Regína sacratíssimi Rosárii, ora pro nobis!

Ave Maria!

Twenty-first Sunday after Pentecost—13 October A.D. 2013


The Holy Sacrifice of the Mass in Latin and English
Twenty-first Sunday after Pentecost
Dominica Vigesima Prima post Pentecosten

    Often enough, it helps to read a bit more than what is contained in the day's Gospel.  It often helps to read a number of verses before and after the selection read in church.  That way, we can put what our Lord has to say in greater perspective—put it “in context,” as they say.  We lose something, for example in today's Gospel, if we are tempted to think that our Lord is speaking merely about monetary debt.[1]

    He is, in fact, speaking about forgiveness in general; for immediately before this passage, He answers a question put by Peter, saying that Peter should forgive someone who sins against him, not just “up to seven times,” but rather, “up to seventy times seven times.”[2]   And that, by the way is not our Lord's way of saying 490.  It is His way of saying that we should always be forgiving, no matter how many times we are offended.  Such forgiveness of those who hurt us is a precondition for receiving God's forgiveness for the wrongs we have done against Him and His law.  “Forgive us our trespasses, as we forgive those who trespass against us.”[3]

    But our Lord is not saying that we are to overlook evil; there is a difference between forgiving, and condoning bad behavior.  In today's parable, the master forgave his servant because the servant not only asked forgiveness, but also offered to pay the debt in full.  It is the same when we sin; God doesn't forgive us until we are ready to come before Him, express our sorrow for our bad behavior, and offer to correct the problem; hopefully in such a way that it will not happen again.  For every act of forgiveness there needs to be a corresponding act of repentance on the part of the one who has done wrong.

    Earlier in this chapter, our Lord speaks of a man who lost one of his hundred sheep, and of his rejoicing when, after leaving the ninety-nine he went and found the lost one.[4]  He is speaking of His Father in Heaven, who rejoices over our repentance, precisely so that He can forgive us.

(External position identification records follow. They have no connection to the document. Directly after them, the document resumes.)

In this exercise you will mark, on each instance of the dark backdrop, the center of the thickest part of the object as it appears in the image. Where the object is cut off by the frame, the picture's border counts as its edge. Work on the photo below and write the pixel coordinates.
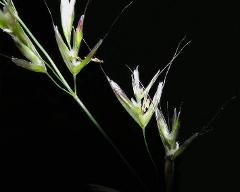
(47, 142)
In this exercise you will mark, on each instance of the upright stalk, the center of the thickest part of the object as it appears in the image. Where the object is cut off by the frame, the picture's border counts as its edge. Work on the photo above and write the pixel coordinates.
(76, 98)
(169, 174)
(151, 157)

    He also speaks of fraternal correction.   The evildoer must be admonished, so that he knows that he is doing wrong; he must be told how he can amend his ways and do good instead of bad.[5]  If he refuses to listen, then several other people ought to admonish him, or even the local church.  This is not an act of “judging,” or being “judgmental,” but rather it is how God expects us to cope with evil that is done to us by our brothers, and how He expects us to deal with evil that is being done against Him.  Fraternal correction is always done with an eye towards this combination of repentance and forgiveness.

    There is an interesting concept here; one that our society seems to have largely forgotten:  Christians don't bring law suits and argue their differences before pagans (or secular courts).[6]  We are expected to negotiate with each other, or to obtain the help of mediators, or perhaps to ask for resolution by the judgment of the clergy.  A civil law suit ought to be a last resort, and even then, undertaken for the most serious of reasons.

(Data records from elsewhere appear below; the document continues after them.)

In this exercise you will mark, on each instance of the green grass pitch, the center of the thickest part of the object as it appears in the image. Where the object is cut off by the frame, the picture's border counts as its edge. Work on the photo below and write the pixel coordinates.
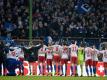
(49, 78)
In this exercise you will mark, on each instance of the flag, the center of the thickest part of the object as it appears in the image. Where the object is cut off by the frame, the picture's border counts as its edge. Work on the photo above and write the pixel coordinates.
(100, 69)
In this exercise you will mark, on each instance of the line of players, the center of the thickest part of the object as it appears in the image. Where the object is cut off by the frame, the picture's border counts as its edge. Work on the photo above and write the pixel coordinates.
(59, 55)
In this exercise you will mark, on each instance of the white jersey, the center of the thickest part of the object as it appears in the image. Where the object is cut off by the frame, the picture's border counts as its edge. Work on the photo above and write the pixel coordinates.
(104, 52)
(56, 49)
(88, 53)
(19, 52)
(64, 53)
(95, 52)
(42, 51)
(49, 54)
(73, 50)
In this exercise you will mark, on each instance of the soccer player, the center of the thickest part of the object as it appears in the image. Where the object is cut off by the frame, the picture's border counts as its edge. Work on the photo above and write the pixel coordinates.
(88, 60)
(20, 55)
(73, 57)
(49, 58)
(81, 58)
(64, 58)
(56, 58)
(42, 58)
(105, 59)
(95, 52)
(12, 61)
(31, 55)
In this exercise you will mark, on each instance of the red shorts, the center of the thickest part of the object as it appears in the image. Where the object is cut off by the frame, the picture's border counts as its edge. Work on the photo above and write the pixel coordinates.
(88, 62)
(64, 61)
(49, 61)
(41, 59)
(74, 60)
(105, 64)
(56, 58)
(95, 63)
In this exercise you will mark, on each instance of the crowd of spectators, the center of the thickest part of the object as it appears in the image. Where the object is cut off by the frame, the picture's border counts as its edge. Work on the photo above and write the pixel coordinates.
(56, 18)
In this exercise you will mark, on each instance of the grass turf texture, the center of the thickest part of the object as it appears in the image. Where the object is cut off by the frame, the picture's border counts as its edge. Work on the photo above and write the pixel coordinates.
(49, 78)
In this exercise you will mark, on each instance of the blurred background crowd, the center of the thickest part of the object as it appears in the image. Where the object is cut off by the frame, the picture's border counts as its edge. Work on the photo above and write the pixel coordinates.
(55, 18)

    How many times must we forgive?  We must always forgive those who harm us and repent.  But what of those who will not repent?  Our Lord says that those who will not listen to fraternal correction are to be treated like the “heathen or like the tax collectors.”[7]    Presumably, He says this on the theory that those who persist in bad deeds will come around if they are made to feel as outcasts.  Certainly, we ought not to give them the opportunity to sin against us again if we are able to arrange otherwise.  No matter how forgiving we might be, we should not be the cause of someone else's evil; whether it be against us or against God.  Sometimes we have to be stern with people who keep doing the same bad thing over and over; even with those whom we love.

    A verse or two later He speaks about the power of those who pray together.[8]  In this context it seems that we should not give up praying for the conversion of those who do evil.   It ought to be the practice of every Catholic to pray for his enemies as well as for his friends.  And, it ought to be our practice to pray together—with fellow parishioners, with friends and family.

    Forgiveness and fraternal correction can be very difficult.  It is not always easy to bring the wrong doer to repentance.  It is not always easy to be forgiving.  But it is a condition of receiving God's forgiveness for the evil that we do ourselves.

    We might close be recalling what Saint Paul had to say, and be recognizing how well it applies to forgiveness and repentance.  We are not struggling so much, he tells us, with human frailties, as we are with “the deceits of the devil.”  If we are to forgive, we must also repent.  We must concern ourselves not so much with earthly arguments and schemes for negotiating with those who do evil, but rather, we must “take up the armor of God,” being girt with “truth” and “justice” and “peace.”  But, above all, our dealings with each other must be formed by “faith” in the “Word of God.”  For only by the exercise of divine grace can we do the things that will matter in eternity.